The forger, hanged Nov. 30, 1824. This was the last execution for this offence.
TO BERNARD BARTON.
March 23, 1825.
Dear B. B.,—I have had no impulse to write, or attend to any single object but myself for weeks past,—my single self, I by myself, I. I am sick of hope deferred. The grand wheel is in agitation that is to turn up my fortune; but round it rolls, and will turn up nothing. I have a glimpse of freedom, of becoming a gentleman at large; but I am put off from day to day. I have offered my resignation, and it is neither accepted nor rejected. Eight weeks am I kept in this fearful suspense. Guess what an absorbing stake I feel it. I am not conscious of the existence of friends present or absent. The East India Directors alone can be that thing to me or not. I have just learned that nothing will be decided this week. Why the next? Why any week? It has fretted me into an itch of the fingers; I rub ’em against paper, and write to you, rather than not allay this scorbuta.

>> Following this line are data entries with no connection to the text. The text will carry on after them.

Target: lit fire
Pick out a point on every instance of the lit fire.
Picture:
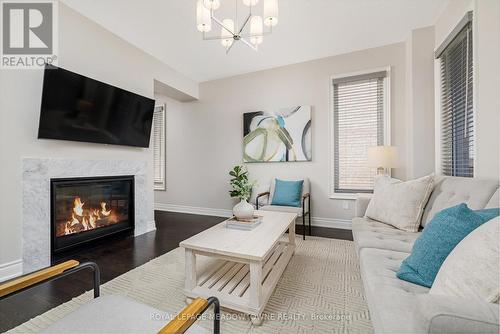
(88, 219)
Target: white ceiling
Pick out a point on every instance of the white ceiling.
(307, 29)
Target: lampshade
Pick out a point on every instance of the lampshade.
(270, 12)
(256, 28)
(211, 4)
(203, 20)
(228, 36)
(250, 2)
(382, 156)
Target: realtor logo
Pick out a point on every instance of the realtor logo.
(28, 33)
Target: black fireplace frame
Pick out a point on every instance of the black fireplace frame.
(73, 241)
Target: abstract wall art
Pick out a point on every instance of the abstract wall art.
(279, 136)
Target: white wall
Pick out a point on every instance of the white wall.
(205, 137)
(486, 37)
(420, 102)
(86, 48)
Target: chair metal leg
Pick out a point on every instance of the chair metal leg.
(303, 227)
(309, 222)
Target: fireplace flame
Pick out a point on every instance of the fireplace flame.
(78, 206)
(88, 219)
(103, 209)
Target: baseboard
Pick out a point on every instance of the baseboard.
(344, 224)
(193, 210)
(151, 226)
(10, 270)
(315, 221)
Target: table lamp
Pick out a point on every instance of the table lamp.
(383, 158)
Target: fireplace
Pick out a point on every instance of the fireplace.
(90, 208)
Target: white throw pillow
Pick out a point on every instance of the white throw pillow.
(472, 268)
(399, 203)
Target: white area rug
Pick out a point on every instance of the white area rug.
(320, 292)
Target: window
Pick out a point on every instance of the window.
(360, 120)
(457, 116)
(159, 145)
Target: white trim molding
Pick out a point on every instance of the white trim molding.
(11, 269)
(344, 224)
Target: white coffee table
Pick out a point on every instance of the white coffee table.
(249, 263)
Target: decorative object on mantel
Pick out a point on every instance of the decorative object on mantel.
(241, 189)
(277, 136)
(231, 30)
(383, 158)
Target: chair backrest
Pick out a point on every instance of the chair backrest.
(306, 187)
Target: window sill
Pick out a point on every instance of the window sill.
(344, 196)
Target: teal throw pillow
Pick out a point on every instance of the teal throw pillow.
(440, 236)
(287, 193)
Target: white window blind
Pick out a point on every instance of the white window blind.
(358, 123)
(159, 145)
(457, 116)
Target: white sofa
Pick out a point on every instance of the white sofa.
(397, 306)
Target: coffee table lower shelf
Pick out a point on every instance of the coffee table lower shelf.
(239, 284)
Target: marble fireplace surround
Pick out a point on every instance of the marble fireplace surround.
(36, 199)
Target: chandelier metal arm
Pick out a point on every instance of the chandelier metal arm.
(245, 23)
(221, 25)
(249, 44)
(229, 48)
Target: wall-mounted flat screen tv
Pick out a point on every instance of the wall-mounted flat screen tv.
(78, 108)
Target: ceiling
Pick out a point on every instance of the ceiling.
(307, 29)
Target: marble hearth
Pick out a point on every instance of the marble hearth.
(36, 199)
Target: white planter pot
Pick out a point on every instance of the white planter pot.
(243, 210)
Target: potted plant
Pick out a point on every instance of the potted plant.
(241, 189)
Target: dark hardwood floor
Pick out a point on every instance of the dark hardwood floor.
(114, 258)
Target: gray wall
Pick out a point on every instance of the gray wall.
(86, 48)
(205, 137)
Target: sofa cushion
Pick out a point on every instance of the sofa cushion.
(399, 203)
(114, 314)
(450, 191)
(438, 239)
(391, 301)
(445, 314)
(471, 270)
(369, 233)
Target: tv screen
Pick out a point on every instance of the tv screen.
(78, 108)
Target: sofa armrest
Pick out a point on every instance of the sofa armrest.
(361, 204)
(447, 314)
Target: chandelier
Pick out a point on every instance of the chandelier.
(230, 30)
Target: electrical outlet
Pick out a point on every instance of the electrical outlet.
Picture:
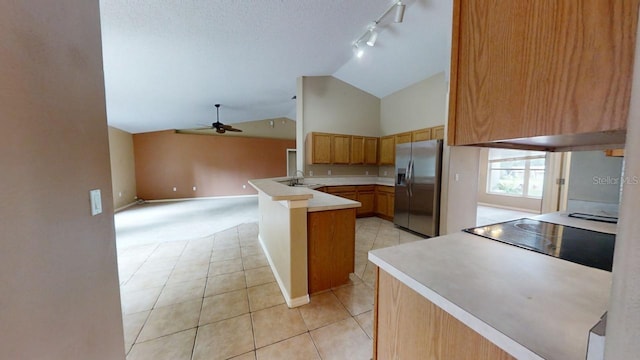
(96, 202)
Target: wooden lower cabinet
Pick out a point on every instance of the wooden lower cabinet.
(408, 326)
(385, 196)
(331, 238)
(376, 200)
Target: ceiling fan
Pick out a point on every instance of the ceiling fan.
(220, 127)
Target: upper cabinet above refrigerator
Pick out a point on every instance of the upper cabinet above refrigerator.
(541, 75)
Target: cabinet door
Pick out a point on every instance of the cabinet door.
(382, 203)
(387, 150)
(524, 68)
(437, 133)
(403, 138)
(357, 150)
(371, 151)
(321, 148)
(421, 135)
(340, 149)
(367, 199)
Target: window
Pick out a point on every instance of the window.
(516, 173)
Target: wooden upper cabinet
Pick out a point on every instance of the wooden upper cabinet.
(319, 148)
(421, 135)
(357, 150)
(387, 150)
(370, 151)
(340, 149)
(523, 68)
(403, 138)
(437, 133)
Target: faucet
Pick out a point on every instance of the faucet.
(297, 179)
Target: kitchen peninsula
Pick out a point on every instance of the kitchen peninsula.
(483, 299)
(308, 237)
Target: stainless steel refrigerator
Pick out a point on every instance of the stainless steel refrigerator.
(417, 186)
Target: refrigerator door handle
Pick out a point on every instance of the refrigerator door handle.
(410, 178)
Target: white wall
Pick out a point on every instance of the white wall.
(123, 167)
(421, 105)
(59, 292)
(333, 106)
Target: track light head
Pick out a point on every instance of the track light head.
(399, 15)
(373, 36)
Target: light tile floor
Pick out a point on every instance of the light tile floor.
(215, 297)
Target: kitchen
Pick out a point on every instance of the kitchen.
(587, 141)
(623, 315)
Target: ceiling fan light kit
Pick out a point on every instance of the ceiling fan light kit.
(220, 127)
(371, 35)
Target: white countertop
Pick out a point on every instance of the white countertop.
(317, 201)
(531, 305)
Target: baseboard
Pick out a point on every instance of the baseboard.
(126, 206)
(203, 198)
(299, 301)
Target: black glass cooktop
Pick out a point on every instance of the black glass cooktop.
(585, 247)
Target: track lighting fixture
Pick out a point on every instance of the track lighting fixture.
(358, 50)
(371, 35)
(399, 12)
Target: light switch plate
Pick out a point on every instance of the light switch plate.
(96, 202)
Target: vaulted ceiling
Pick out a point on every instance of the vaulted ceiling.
(167, 63)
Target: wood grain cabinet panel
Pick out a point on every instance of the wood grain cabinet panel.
(319, 148)
(366, 196)
(357, 150)
(437, 133)
(370, 151)
(387, 150)
(421, 135)
(403, 138)
(436, 335)
(340, 149)
(330, 248)
(385, 196)
(525, 68)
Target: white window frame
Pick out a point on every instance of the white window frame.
(527, 170)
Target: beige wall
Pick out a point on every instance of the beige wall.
(123, 168)
(418, 106)
(326, 104)
(217, 165)
(459, 193)
(58, 275)
(333, 106)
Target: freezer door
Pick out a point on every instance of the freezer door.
(424, 203)
(401, 199)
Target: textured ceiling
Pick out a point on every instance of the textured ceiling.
(167, 63)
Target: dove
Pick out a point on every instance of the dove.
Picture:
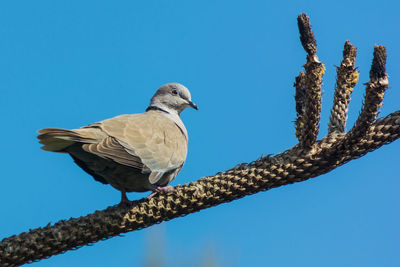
(132, 152)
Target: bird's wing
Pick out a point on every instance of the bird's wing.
(155, 139)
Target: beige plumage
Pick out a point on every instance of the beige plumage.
(133, 153)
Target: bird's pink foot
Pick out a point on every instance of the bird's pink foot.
(157, 189)
(124, 199)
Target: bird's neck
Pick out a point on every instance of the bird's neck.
(163, 108)
(172, 115)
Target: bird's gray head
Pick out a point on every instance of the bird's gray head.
(172, 98)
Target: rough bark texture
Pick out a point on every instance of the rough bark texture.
(310, 158)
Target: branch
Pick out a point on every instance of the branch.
(347, 78)
(307, 159)
(308, 88)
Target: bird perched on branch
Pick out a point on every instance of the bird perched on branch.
(134, 152)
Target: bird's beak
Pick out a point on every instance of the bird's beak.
(193, 105)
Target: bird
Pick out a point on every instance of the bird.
(131, 152)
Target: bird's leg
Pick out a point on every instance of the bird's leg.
(124, 198)
(156, 189)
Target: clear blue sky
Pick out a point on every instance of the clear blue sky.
(70, 63)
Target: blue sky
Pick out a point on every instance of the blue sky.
(70, 63)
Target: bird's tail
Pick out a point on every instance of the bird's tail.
(57, 140)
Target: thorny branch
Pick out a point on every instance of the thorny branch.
(309, 158)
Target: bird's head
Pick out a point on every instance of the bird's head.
(173, 98)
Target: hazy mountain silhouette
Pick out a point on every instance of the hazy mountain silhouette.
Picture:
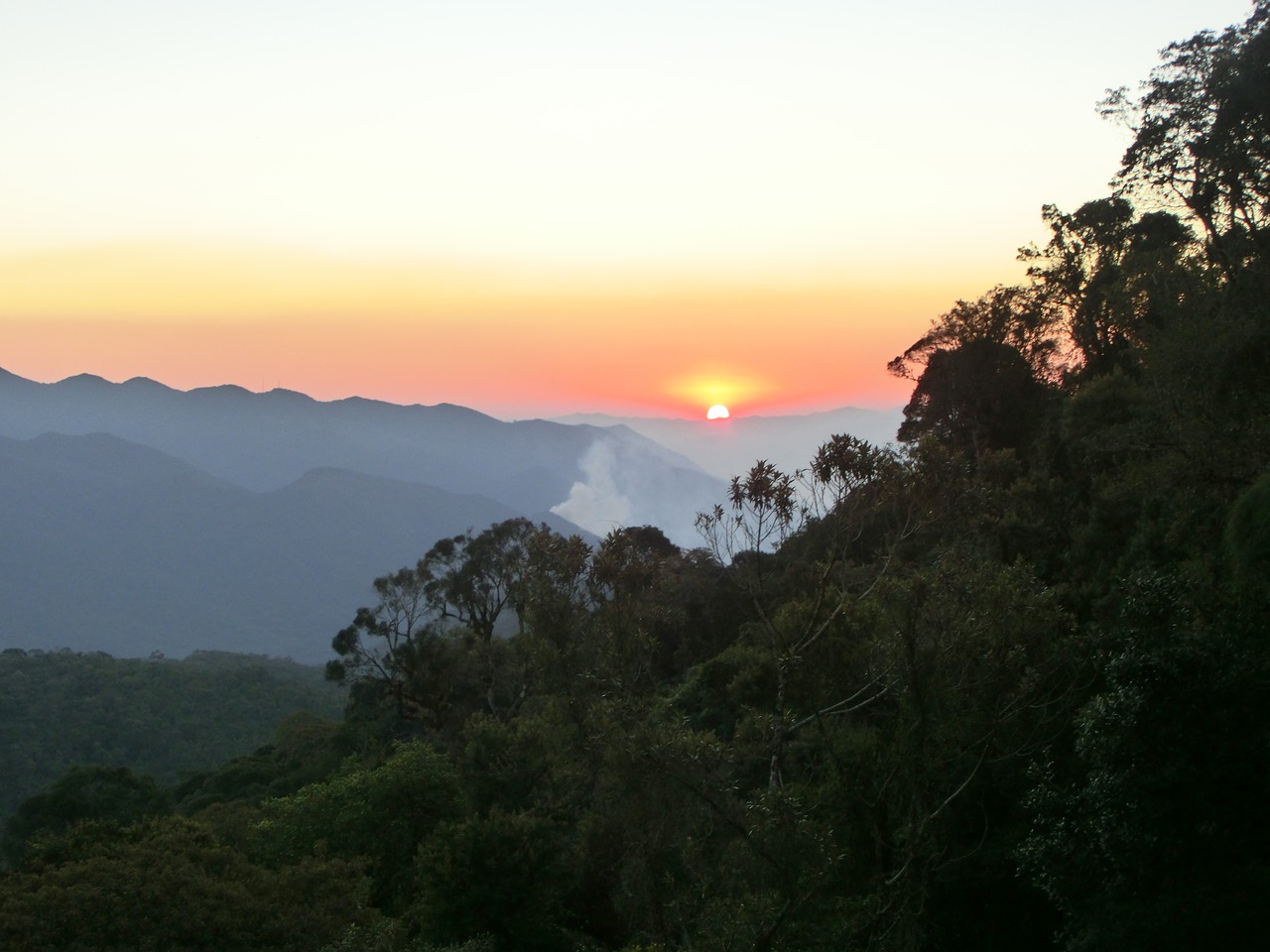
(118, 547)
(728, 448)
(266, 440)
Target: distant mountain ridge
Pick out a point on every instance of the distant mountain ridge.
(730, 447)
(136, 517)
(112, 546)
(266, 440)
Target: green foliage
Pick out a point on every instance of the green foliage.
(1247, 547)
(154, 716)
(380, 812)
(1002, 688)
(103, 794)
(169, 887)
(503, 876)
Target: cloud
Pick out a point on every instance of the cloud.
(595, 503)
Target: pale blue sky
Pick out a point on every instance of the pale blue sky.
(689, 135)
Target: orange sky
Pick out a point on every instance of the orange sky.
(540, 207)
(508, 341)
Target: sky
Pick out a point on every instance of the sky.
(540, 207)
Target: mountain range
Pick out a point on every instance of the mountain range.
(730, 447)
(141, 518)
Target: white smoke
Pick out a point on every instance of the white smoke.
(597, 504)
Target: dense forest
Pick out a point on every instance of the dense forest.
(1003, 685)
(158, 716)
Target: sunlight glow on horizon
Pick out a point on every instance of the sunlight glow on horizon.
(540, 208)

While I can write, let me adjure you to have no doubts of Irving. Let Mr. Mitford drop his disrespect. Irving has prefixed a dedication (of a missionary subject, first part) to Coleridge, the most beautiful, cordial, and sincere. He there acknowledges his obligation to S. T. C. for his knowledge of Gospel truths, the nature of a Christian Church, etc.,—to the talk of Samuel Taylor Coleridge (at whose Gamaliel feet he sits weekly), rather than to that of all the men living. This from him, the great dandled and petted sectarian, to a religious character so equivocal in the world’s eye as that of S. T. C., so foreign to the Kirk’s estimate,—can this man be a quack? The language is as affecting as the spirit of the dedication. Some friend told him, “This dedication will do you no good,”—i. e., not in the world’s repute, or with your own people. “That is a reason for doing it,” quoth Irving.
I am thoroughly pleased with him. He is firm, out-speaking, intrepid, and docile as a pupil of Pythagoras. You must like him.
Yours, in tremors of painful hope,
April 6, 1825
Dear Wordsworth,—I have been several times meditating a letter to you concerning the good thing which has befallen me; but the thought of poor Monkhouse  came across me. He was one that I had exulted in the prospect of congratulating me. He and you were to have been the first participators; for indeed it has been ten weeks since the first motion of it. Here am I then, after thirty-three years’ slavery, sitting in my own room at eleven o’clock this finest of all April mornings, a freed man, with L441 a year for the remainder of my life, live I as long as John Dennis, who outlived his annuity and starved at ninety: L441; i.e., L450, with a deduction of L9 for a provision secured to my sister, she being survivor, the pension guaranteed by Act Georgii Tertii, etc.